Do Europeans care about multilingual AI?
Europe is stuffed with individuals and tasks engaged on multilingual language fashions. However do shoppers care? Sadly, getting language utilization charges for proprietary instruments similar to ChatGPT or Mistral is nearly not possible. I created a ballot on LinkedIn asking if individuals use AI instruments of their native language, English, or a mix of each. The outcomes had been a 50/50 break up between English and a mix of languages. This might point out that the variety of individuals utilizing AI instruments in a non-English language is larger than you assume.
Usually, individuals use AI instruments in English for work and in their very own language for private duties.
Kaffee, a German and English speaker, stated: “I take advantage of them largely in English as a result of I converse English at work and with my accomplice at dwelling. However then, for private duties…, I take advantage of German.”
Kaffee talked about that Hugging Face was engaged on a soon-to-be-published analysis mission that absolutely analysed the utilization of multilingual fashions on the platform. She additionally famous anecdotally that their utilization is on the rise.
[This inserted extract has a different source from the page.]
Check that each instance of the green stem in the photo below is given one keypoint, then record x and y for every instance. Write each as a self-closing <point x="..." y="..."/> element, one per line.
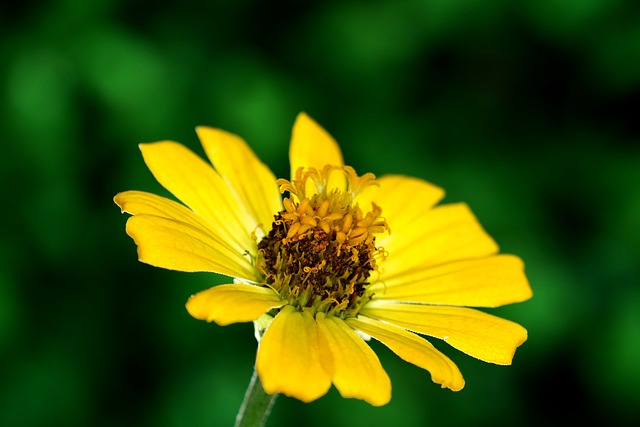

“Customers have a conception that fashions are actually extra multilingual. And with the accessibility by way of giant fashions like Llama, for instance, being multilingual, I believe that made a huge impact on the analysis world concerning multilingual fashions and the variety of individuals eager to now use them in their very own language.”
The web was at all times imagined to be international and for everybody, however the damning statistic that 50% of websites are in English reveals it by no means actually labored out that means. We’re coming into a brand new section in how we entry data and who controls it. Possibly this time, the (AI) revolution can be worldwide.